Background: Development of colorectal cancer (CRC) has been linked to several lifestyle factors including alcohol consumption. Less well understood is the relationship of wine consumption to the development of CRC. Among the purported health benefits of wine consumption there is evidence of in vitro suppression of colon cancer cells, but these studies lack clinical validation. This systematic review aims to determine the clinical outcomes of wine consumption on the development of CRC and use the GRADE system to evaluate the available evidence regarding this outcome.

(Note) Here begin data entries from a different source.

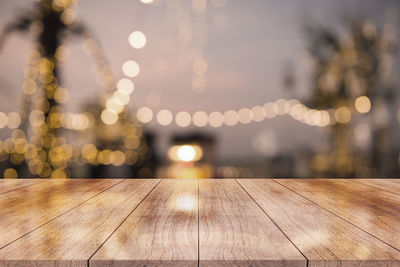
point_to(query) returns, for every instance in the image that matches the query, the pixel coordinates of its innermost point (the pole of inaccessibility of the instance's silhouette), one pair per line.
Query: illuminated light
(258, 113)
(309, 117)
(245, 115)
(114, 105)
(14, 120)
(9, 146)
(29, 86)
(231, 118)
(36, 118)
(200, 67)
(200, 118)
(58, 174)
(152, 100)
(118, 158)
(61, 95)
(281, 106)
(185, 202)
(325, 118)
(62, 53)
(45, 65)
(269, 110)
(90, 46)
(216, 119)
(144, 114)
(297, 111)
(343, 115)
(109, 117)
(89, 151)
(3, 120)
(362, 104)
(123, 98)
(186, 153)
(183, 119)
(137, 39)
(105, 157)
(132, 142)
(199, 6)
(147, 1)
(10, 173)
(131, 68)
(164, 117)
(68, 16)
(125, 86)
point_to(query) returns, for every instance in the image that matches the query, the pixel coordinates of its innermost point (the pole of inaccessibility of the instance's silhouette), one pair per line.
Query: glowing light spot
(269, 110)
(131, 68)
(144, 114)
(61, 95)
(258, 113)
(109, 117)
(183, 119)
(245, 115)
(231, 117)
(36, 118)
(343, 115)
(164, 117)
(3, 120)
(125, 86)
(200, 118)
(186, 153)
(14, 120)
(362, 104)
(216, 119)
(114, 105)
(137, 39)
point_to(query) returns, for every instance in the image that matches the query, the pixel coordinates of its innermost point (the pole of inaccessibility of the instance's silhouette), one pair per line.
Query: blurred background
(199, 88)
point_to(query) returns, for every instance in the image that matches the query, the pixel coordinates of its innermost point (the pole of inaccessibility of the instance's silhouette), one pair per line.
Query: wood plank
(234, 231)
(25, 209)
(373, 210)
(71, 239)
(162, 231)
(322, 237)
(391, 185)
(7, 185)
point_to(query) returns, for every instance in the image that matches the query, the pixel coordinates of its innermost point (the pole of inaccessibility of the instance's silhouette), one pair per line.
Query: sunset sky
(249, 45)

Method: An exhaustive search was performed of available medical literature from 2000 to the present for studies that investigated wine consumption and diagnosis of colorectal cancer. The reviewed studies were examined for quantities of wine consumed and trends in colon cancer and rectal cancer incidence.

Results: The examination of the three studies in this review failed to find consensus in the relationship between wine consumption and colorectal cancer. Both protective and deleterious effects are suggested, though these relationships were most often not statistically significant.

Conclusion: Due to inconsistent relationships between studies, no confidence can be placed in a recommendation for or against drinking wine as a means of preventing CRC. Evaluation of the evidence reviewed here using the GRADE system indicates that future studies will likely improve knowledge about whatever relationships between wine consumption and CRC may exist.